I strove hard to teach them that all through your life there will be people whom you won't like, but you have to be able to get along with, or at the least be civil with them. It might be co-workers, it might be neighbors, it might be people in your church, and it might even be somebody that marries into your family, but due to varying factors, you have to be around them at times, and thus you must find ways to be civil with them. Gatting along with your brothers is God's way of providing you practice for then!

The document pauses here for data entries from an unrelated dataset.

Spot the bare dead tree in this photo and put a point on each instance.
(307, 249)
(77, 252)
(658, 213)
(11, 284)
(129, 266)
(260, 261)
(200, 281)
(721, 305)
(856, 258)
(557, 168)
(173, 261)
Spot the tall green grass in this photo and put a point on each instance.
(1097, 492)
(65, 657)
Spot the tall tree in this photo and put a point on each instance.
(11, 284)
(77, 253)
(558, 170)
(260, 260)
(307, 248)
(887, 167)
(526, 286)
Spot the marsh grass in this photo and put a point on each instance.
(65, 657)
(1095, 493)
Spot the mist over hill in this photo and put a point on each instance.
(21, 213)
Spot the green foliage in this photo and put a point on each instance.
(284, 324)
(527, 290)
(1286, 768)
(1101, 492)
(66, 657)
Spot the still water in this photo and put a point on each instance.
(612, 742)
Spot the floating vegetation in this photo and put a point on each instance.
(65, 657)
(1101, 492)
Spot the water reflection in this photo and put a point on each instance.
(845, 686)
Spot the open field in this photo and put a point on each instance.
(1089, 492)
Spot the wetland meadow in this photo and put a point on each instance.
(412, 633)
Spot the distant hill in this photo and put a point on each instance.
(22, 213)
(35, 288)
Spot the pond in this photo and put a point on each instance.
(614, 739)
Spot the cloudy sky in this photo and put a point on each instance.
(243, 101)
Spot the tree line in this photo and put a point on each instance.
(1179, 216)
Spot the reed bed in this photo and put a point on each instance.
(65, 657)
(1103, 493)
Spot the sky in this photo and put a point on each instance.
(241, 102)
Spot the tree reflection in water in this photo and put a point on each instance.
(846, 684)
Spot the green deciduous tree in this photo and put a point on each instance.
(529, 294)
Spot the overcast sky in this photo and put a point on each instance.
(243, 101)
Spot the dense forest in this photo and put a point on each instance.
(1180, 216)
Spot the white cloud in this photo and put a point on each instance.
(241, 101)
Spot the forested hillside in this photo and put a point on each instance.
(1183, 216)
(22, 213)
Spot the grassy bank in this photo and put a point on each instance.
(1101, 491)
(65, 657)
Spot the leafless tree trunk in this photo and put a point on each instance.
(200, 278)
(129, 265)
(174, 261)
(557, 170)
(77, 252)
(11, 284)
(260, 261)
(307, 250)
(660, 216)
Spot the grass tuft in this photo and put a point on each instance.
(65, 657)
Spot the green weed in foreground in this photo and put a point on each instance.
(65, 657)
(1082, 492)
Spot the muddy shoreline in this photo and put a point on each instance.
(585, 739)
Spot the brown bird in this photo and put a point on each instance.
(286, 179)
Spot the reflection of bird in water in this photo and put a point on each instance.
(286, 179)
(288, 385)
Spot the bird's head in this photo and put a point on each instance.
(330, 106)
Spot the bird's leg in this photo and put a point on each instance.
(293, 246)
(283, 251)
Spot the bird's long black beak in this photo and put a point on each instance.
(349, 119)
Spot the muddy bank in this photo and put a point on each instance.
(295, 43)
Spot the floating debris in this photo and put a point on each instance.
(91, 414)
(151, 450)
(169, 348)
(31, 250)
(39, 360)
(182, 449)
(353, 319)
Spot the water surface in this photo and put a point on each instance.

Yes, you are welcome to use this method yourself, if you ever deem it might help o:-)

Christine:) said...

That's really sweet:) My kids are too young to bond with chores, but I'm starting my oldest (she's 3) on chores in the near future- do you have any tips on good ways to start her doing this (or simple things around the house she can do?)? Thanks!

Christibear said...

Just found your blog today. It's wonderful and I'm sure I'll get lots of tips for my growing (growin kid #5 right now) family. We have three girls (12, 10, 7) and one boy (4) who each have chores. The three girls do the dishes which includes wiping counters, stove and dining room table. They also fold laundry and help sort and wash/dry. Our son, while still a little guy, helps set and clear the table and he loves to dust. He also has to feed the algae eater which only requires one tablet a day so he doesn't overfeed. They chat, they laugh, and sometimes they argue and mope. But I just tell them it's my job to make sure they leave my house knowing how to take care of themselves and if they don't like chores, then they have to finish college and get great paying jobs to pay someone else to do them!